Os resultados do relatório revelam a importância do conhecimento religioso na formação dos estudantes e no processo pedagógico como um todo. O estudo demonstra como a disciplina escolar do ensino religioso contribui para a construção da identidade pessoal dos estudantes, promovendo valores essenciais em sociedade como assertividade, empatia, alteridade, diálogo e respeito.
Mas não é só. O ensino religioso faz com que os deveres civis sejam melhor compreendidos na perspectiva da justiça e do bem comum e, assim, transformam-se em condições fundamentais para a formação de uma sociedade vista por seus membros como uma casa comum e não como um conjunto de muquifos atomizados. Também impressiona a percepção pedagógica da disciplina pelos próprios alunos em termos de florescimento individual global. Alguns indicadores dessa conclusão são bem incisivos:
• 67,3% dos(as) estudantes consideram que a formação religiosa os ajuda a serem mais responsáveis;
• 62,1% dos(as) estudantes avaliam que a formação religiosa os ajuda a serem mais ecológicos no cuidado com o planeta;
• 71,2% dos(as) estudantes acreditam que o ensino religioso os ajuda a ser melhores cidadãos na vida social e política;
• 73,4% dos(as) estudantes reconhecem que o ensino das religiões os ajuda a ser melhores pessoas;
• 71,5% dos(as) estudantes consideram que o ensino das religiões os ajuda a ser mais respeitosos com as outras pessoas;
• 68,4% dos(as) estudantes consideram que a formação religiosa os ajuda a diferenciar o bem do mal.
No que tange à definição religiosa, dois em cada três estudantes se declararam católicos (66,3%), evangélicos (14,8%), de outras religiões (10,2%) e apenas 1,7% são ateus, sendo que 6,6% se apresentaram como agnósticos. A conclusão dessa resposta é clara: 91% dos estudantes brasileiros afirmam que acreditam em Deus, levando em consideração a diversidade de crenças e religiões, embora haja uma clara predominância de católicos.
Qualquer postura que ignore o fenômeno religioso pode ser comparada à conhecida passagem literária de Irmãos Karamazov, de Dostoiévski: “Se Deus não existe, então tudo é permitido”. Isto é, se Deus não existe, então, eu sou deus. Se Deus não existe, então tudo é lícito, ou seja, se Deus não existe, a realidade empírica não teria nenhum significado último, salvo se entendida como uma constante e perpétua obra de construção de sentido a que o homem estaria condenado, uma espécie de itinerário de Sísifo de sua sobrevivência temporal.
Assim, compreende-se perfeitamente o porquê de Sartre fazer do homem o artífice trágico de sua essência, na medida em que está consciente do impasse, à luz dos postulados existencialistas, a que está destinado a ser: se a existência precede à essência, isto é, se o homem carece de qualquer lastro metafísico, só resta ao homem criar uma essência para si mesmo.
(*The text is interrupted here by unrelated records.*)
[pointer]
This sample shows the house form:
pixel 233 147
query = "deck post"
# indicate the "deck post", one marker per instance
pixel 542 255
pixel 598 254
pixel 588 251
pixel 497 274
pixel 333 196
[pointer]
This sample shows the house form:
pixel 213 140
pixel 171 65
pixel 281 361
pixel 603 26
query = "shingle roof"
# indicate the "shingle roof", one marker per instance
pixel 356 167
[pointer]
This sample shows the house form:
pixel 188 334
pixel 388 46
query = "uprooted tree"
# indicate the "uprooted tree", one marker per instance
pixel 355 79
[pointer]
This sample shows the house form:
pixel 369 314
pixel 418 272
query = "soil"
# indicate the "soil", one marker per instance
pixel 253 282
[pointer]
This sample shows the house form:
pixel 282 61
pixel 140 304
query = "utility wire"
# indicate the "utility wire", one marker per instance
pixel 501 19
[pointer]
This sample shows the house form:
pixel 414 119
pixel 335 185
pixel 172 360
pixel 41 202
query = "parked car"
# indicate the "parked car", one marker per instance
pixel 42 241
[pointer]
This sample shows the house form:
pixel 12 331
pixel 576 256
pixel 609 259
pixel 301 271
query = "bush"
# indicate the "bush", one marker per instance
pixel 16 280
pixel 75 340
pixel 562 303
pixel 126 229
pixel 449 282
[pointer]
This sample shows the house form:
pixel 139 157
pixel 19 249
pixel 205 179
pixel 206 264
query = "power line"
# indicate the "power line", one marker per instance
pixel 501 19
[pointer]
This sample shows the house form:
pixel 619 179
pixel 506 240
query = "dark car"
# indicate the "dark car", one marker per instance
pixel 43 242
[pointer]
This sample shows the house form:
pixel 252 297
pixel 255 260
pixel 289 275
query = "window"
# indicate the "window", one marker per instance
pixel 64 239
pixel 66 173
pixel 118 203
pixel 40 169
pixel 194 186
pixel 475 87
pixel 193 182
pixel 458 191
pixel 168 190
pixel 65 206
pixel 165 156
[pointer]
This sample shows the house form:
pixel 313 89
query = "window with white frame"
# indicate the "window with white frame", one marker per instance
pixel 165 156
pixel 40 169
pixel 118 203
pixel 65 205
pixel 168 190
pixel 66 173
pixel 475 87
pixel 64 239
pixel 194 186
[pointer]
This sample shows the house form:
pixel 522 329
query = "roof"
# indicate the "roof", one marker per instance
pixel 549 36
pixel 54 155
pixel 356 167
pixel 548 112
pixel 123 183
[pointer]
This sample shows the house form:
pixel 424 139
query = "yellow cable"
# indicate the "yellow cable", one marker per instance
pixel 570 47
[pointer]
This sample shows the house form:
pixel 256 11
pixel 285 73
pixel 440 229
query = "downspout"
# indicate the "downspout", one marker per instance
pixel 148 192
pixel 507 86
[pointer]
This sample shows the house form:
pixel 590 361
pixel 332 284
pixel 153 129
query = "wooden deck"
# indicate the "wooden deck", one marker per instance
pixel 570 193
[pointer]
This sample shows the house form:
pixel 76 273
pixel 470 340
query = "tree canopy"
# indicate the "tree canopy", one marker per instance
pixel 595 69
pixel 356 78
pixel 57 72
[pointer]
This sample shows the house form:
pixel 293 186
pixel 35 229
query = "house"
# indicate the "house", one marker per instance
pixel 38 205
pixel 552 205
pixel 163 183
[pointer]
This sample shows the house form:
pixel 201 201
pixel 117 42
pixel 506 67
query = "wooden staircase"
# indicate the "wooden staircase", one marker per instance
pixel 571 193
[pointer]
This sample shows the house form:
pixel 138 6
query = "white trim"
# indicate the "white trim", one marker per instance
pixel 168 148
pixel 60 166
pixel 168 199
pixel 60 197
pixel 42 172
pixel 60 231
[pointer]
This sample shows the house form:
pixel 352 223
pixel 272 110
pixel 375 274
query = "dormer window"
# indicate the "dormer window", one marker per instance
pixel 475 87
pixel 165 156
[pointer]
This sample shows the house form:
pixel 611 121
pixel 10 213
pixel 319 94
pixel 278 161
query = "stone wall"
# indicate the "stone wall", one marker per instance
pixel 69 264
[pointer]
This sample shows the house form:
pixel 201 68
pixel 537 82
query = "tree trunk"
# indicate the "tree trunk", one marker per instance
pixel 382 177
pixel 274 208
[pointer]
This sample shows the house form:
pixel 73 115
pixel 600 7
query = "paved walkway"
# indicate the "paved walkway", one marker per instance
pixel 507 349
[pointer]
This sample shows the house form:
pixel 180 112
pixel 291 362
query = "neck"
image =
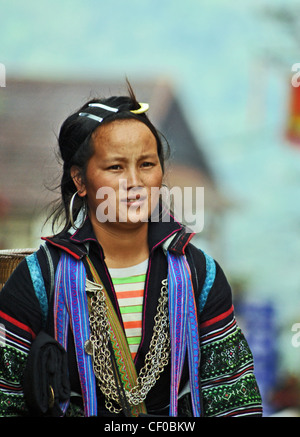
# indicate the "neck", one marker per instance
pixel 123 246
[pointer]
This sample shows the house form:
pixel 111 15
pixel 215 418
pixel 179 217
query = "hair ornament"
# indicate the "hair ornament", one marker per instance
pixel 92 116
pixel 143 108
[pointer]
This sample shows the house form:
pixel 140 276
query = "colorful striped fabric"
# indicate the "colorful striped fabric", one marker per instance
pixel 229 387
pixel 129 287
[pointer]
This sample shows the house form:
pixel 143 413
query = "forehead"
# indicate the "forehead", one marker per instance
pixel 123 134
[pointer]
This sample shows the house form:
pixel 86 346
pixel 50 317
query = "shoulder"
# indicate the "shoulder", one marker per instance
pixel 211 280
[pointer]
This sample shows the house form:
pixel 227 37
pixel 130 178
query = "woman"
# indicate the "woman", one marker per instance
pixel 146 318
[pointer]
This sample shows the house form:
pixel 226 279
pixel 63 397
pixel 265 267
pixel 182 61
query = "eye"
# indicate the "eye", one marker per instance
pixel 114 167
pixel 147 164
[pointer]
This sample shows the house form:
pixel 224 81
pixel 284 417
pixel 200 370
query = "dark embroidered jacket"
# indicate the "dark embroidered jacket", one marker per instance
pixel 228 383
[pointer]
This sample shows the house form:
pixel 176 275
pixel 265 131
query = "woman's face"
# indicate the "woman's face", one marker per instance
pixel 124 174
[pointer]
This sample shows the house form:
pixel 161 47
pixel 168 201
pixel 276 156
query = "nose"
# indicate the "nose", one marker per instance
pixel 133 178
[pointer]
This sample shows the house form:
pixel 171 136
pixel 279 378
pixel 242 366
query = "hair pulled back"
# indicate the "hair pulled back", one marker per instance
pixel 76 146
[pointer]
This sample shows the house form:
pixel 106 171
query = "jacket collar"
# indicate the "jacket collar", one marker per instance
pixel 75 242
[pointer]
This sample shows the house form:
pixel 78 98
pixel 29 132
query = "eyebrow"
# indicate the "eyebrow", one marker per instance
pixel 123 159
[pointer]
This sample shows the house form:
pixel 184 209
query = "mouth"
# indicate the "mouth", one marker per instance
pixel 134 201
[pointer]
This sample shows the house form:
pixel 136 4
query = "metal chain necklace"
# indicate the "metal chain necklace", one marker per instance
pixel 97 346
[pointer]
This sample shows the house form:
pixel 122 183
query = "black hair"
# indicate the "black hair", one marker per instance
pixel 76 147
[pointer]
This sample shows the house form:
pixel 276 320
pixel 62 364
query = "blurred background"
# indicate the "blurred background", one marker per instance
pixel 219 78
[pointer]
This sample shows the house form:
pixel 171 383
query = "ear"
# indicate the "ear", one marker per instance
pixel 76 175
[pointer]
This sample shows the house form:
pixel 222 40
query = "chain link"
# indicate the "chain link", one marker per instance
pixel 155 360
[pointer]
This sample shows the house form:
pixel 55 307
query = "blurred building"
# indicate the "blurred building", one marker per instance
pixel 31 113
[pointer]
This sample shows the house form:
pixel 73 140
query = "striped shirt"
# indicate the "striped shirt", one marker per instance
pixel 129 287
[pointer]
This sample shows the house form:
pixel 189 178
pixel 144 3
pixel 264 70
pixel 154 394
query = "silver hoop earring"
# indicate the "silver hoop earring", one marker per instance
pixel 81 215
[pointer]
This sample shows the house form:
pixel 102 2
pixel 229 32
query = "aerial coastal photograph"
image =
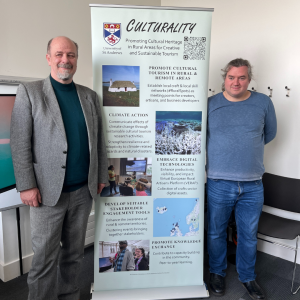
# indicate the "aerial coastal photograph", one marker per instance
pixel 178 132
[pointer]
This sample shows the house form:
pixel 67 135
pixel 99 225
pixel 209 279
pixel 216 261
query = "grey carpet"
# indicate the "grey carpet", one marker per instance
pixel 273 274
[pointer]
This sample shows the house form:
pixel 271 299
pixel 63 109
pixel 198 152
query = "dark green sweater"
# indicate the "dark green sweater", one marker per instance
pixel 78 155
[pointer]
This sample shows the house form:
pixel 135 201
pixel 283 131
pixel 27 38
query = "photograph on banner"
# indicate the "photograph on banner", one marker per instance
pixel 124 255
pixel 121 85
pixel 176 217
pixel 7 177
pixel 178 132
pixel 130 176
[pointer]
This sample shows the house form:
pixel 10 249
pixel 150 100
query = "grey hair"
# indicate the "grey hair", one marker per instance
pixel 50 42
pixel 238 62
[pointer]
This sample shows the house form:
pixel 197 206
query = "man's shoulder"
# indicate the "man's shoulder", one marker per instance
pixel 33 85
pixel 260 99
pixel 260 96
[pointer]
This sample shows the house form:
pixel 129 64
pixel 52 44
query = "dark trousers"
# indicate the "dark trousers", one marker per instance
pixel 58 235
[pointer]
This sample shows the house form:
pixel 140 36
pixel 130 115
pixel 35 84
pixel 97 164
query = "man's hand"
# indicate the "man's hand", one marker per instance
pixel 101 186
pixel 31 197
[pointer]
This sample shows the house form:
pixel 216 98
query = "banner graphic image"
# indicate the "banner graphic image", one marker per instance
pixel 150 70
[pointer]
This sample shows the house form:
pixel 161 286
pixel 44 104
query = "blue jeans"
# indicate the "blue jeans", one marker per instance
pixel 246 198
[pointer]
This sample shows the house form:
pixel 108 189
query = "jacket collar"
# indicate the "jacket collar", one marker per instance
pixel 53 106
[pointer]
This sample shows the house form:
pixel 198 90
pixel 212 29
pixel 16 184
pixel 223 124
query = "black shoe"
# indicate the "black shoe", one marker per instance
pixel 217 284
pixel 254 290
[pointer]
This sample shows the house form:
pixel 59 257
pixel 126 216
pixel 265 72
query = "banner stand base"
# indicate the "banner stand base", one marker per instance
pixel 175 292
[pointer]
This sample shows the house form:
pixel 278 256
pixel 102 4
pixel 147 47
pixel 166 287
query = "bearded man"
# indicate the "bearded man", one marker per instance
pixel 60 165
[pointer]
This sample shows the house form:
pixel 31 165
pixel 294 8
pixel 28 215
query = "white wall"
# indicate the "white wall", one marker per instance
pixel 265 33
pixel 26 28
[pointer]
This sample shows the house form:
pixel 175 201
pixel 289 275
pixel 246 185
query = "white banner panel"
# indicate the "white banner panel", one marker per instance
pixel 150 69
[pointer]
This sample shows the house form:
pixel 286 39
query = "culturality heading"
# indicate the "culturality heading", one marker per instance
pixel 159 27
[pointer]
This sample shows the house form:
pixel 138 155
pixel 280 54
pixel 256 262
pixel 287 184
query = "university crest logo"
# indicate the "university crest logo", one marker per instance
pixel 112 33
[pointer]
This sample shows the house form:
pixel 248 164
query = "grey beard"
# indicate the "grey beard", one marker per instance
pixel 66 74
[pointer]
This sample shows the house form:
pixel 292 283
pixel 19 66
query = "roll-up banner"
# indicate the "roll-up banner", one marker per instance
pixel 150 70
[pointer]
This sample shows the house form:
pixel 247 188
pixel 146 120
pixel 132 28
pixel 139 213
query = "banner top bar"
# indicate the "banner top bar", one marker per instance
pixel 153 7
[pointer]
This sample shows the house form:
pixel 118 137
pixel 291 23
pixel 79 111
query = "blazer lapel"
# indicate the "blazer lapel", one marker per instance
pixel 87 112
pixel 53 106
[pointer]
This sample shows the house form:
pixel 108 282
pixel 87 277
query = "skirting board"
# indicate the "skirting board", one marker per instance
pixel 12 269
pixel 175 292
Não é à toa que, coerentemente, nosso filósofo existencialista, depois de virar a mesa da relação entre essência e existência do homem, impôs-lhe o fardo titânico de ser Deus, isto é, ser em si e para si.
Todavia, não é preciso chegar a esse ponto. Deus está no meio de nós e sua percepção foi amplamente captada pelo relatório já citado que, ao fim, não só é um importante termômetro para aprimorar ainda mais as habilidades e competências específicas do ensino religioso e demonstrar seus efeitos positivos para seus alunos na vida em sociedade, mas também para recordar que o homem, desde sempre, sendo aluno ou não mais, é um ser aberto ao transcendente.
André Gonçalves Fernandes, Post Ph.D., é juiz de direito, escritor, professor de filosofia da Academia Atlântico e de filosofia do direito do Instituto Ives Gandra, pesquisador em filosofia da educação pela Unicamp e membro da Academia Campinense de Letras.